Lately I'm starting to learn a bit of how node.js works, so after some fights I've finally been able to have a decent setup for development without having to rely on a remote *NIX machine running node.
I'm just assuming that you already have installed Visual Studio 2013. I have the Premium Edition, I don't know if with the free Express Edition everything will work (specially node tools for VS).
This are the steps to setup most basic stuff needed:
1) Install node.js
I used the MSI installer x64 without any issue.
2) Install Pyton 2.7.x
Seems that 3.x is not fully supported, so I installed 2.7.6 (64-bit).

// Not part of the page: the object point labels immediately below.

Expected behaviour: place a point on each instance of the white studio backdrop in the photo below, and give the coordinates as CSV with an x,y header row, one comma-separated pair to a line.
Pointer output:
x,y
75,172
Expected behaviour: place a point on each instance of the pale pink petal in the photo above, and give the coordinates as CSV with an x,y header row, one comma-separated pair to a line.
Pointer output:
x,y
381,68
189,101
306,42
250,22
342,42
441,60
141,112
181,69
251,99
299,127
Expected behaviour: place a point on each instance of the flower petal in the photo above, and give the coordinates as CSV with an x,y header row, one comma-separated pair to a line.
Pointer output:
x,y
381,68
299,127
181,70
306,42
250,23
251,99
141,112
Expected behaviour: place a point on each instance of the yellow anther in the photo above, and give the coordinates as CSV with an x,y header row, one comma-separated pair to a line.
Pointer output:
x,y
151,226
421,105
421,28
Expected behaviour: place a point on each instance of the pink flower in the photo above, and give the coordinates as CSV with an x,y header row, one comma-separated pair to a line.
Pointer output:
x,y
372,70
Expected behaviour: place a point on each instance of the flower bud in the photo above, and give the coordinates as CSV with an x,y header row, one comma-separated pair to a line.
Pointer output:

Remember to add to the PATH environment variable it's path, it didn't on my installation and node-gyp was not working.
3) Install node-gyp
Required for modules that need building from their sources. Uses Python and under windows Visual C++ runtime builder for .node files.
4) Install Node.js Tools for Visual Studio
Really useful, not only provides with project templates for node apps and websites, but also allows cool things like local or remote debugging or intellisense for all code.
This VS Tools are in alpha, but the main problem you will encounter with it is that npm will fail a lot, as many modules have only been tested under Mac/Linux and use .sh scripts, that of course won't work under Windows.
5) Install nodemon
To avoid manually restarting node server, I'm lazy so for me a must-have
Installing modules is the only painful part, but going to a Node command prompt and manually "converting" to windows .sh commands and running "node-gyp configure build install" usually either works or pops out required dependencies that you should fetch manually first. It's painful but blame the module developers, seems that node and npm properly support now Windows but only some up to date modules seem to take this OS into account.
Oh, and if after building node-gyp fails not finding the .node "binary", go to the \build subfolder, probably VC++ created a \build\release subfolder and put it there.